ARN

Listening to reseller needs

Specialist Distributor of the Year - Express Online

In the seven years since its creation, Express Online has steadily built itself a niche in the market that has seen it win Specialist Distributor of the Year at the 2009 ARN awards.

The company, which is a 100 per cent online distributor of technology commodities, stakes its business model on being fast and accommodating a reseller’s individual needs. Its offerings to the channel include no credit card fees, no minimum order, licensing enquiry options, and a late order cut-off time of 5pm for guaranteed same-day shipping.

Express Online general manager, Siobhan Delaney-Miller, said reseller feedback in its initial days had shown many were after ease of business from their distribution partners. As a result, ease of engagement has been a critical corporate objective for her and her team.

“Our focus will continue to be on what the customer wants,” Delaney-Miller said. “We’ll be gauging the changing needs of what resellers want from a distribution partner, and trying to fulfil those.”

Right now, on the distributor’s website, is a call for partners to fill out an annual survey Express Online runs, highlighting its commitment to listening to – and learning from – its customer base. It’s not a strategy that will continue to be at the heart of its customer service, Delaney-Miller said.

“We’ve been very successful for the part seven years, and we’re going to continue with that strategy,” she said.

Delaney-Miller replaced former Express Online general manager, Alison McQuarrie, six months ago, having previously been its sales and marketing manager. She now leads a team of 24. Capable of servicing the thousands of resellers it has on its books, Delaney-Miller said the team is scalable and expected to be able to increase revenue at its current headcount.

Should the need arise, additional staff will, of course, be added, she said, but Express Online has always been about a streamlined and efficient system of engagement.

“We have a very easy to use system that accommodates the busy schedules of our resellers,” Delaney-Miller said.

Page Break

It may seem like an obvious statement, but vendor partnerships are critical to a distributor’s success, and it is in great part because of its vendors that Express Online can claim its achievements. The distributor has been careful to partner with a range of players that offer a strong portfolio of retail and consumer products – a core market focus.

Vendor partners include Accutek, Acer, Adobe, APC, Apple, Belkin, Brother, Canon, Cisco, D-Link, Hitachi, Kensington, LaCie, Logitech, Microsoft, MYOB, Netgear, Pinnacle, SanDisk, Symantec, and Verbatim.

Like everything else in the IT market, consumer and retail products are a ‘mixed’ story in terms of the economic downturn, Delaney-Miller said. Some organisations have found it tough, while others proving highly successful, but it is nonetheless an industry that Express Online has a lot of confidence in.

“Everyone is optimistic about the future,” Delaney-Miller said.

In a previous interview with ARN, Delaney-Miller said her biggest dislike with the IT industry was margins. As a broad-based distributor, it certainly is an issue that Express Online must grapple with daily.

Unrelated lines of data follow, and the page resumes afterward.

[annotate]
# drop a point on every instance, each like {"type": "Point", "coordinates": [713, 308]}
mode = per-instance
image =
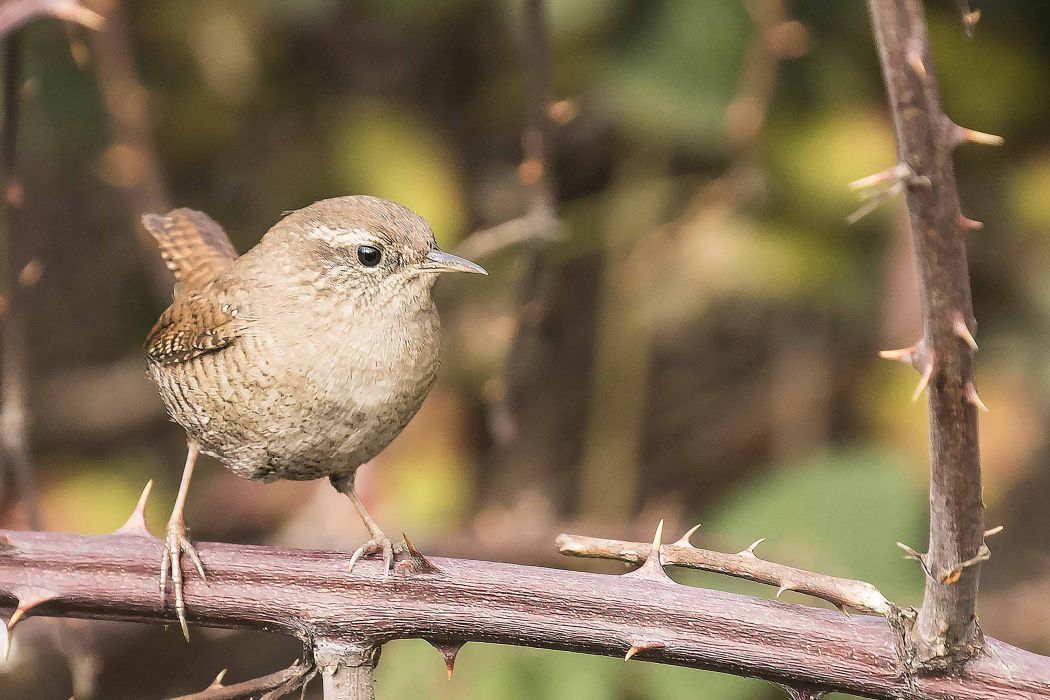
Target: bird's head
{"type": "Point", "coordinates": [371, 248]}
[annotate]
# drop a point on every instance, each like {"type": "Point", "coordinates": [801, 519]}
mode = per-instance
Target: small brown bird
{"type": "Point", "coordinates": [302, 358]}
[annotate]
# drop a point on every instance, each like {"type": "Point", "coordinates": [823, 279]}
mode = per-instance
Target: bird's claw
{"type": "Point", "coordinates": [175, 545]}
{"type": "Point", "coordinates": [380, 545]}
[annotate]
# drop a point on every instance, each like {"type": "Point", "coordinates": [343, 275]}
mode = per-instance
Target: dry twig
{"type": "Point", "coordinates": [945, 634]}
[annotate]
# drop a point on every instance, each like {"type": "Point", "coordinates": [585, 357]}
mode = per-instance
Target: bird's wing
{"type": "Point", "coordinates": [189, 327]}
{"type": "Point", "coordinates": [193, 247]}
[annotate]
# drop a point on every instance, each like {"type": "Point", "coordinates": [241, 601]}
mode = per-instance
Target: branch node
{"type": "Point", "coordinates": [135, 525]}
{"type": "Point", "coordinates": [638, 647]}
{"type": "Point", "coordinates": [962, 330]}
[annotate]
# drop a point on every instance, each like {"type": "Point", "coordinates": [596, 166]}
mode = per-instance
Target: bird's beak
{"type": "Point", "coordinates": [438, 260]}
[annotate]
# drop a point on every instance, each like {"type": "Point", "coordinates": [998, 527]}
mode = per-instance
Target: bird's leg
{"type": "Point", "coordinates": [176, 544]}
{"type": "Point", "coordinates": [379, 543]}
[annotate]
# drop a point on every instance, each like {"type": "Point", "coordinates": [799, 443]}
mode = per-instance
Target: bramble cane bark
{"type": "Point", "coordinates": [310, 594]}
{"type": "Point", "coordinates": [945, 634]}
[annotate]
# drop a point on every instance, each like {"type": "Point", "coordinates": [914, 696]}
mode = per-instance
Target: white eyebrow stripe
{"type": "Point", "coordinates": [341, 237]}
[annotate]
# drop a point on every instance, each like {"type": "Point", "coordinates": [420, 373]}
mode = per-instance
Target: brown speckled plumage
{"type": "Point", "coordinates": [300, 359]}
{"type": "Point", "coordinates": [294, 360]}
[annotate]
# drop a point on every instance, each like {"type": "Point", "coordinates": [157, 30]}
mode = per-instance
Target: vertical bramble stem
{"type": "Point", "coordinates": [13, 410]}
{"type": "Point", "coordinates": [945, 633]}
{"type": "Point", "coordinates": [347, 670]}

“If there was more money and more margin, we could be more creative,” she said at the time. “As products become commoditised, the margins get squeezed and I think it’s more competitive.”

It is critical, then, that Express Online can get a lot of product turnover and manage small margins with high sales. Delaney-Miller said it was the distributor’s marketing efforts that helped it excel there, but she was tight-lipped about how it would target resellers looking forward.

“Our main message to market is via marketing and our website – we’re working on a number of initiatives for the next year, but nothing has been finalised yet,” she said.

Ultimately, however, Express Online’s success can be boiled down to a basic truth – if you make a genuine contribution to a partner’s business, you will be rewarded, Delaney-Miller claimed.

“The industry has recognised that we are, and continue to make a valuable contribution to the channel and the distribution industry in general,” she said.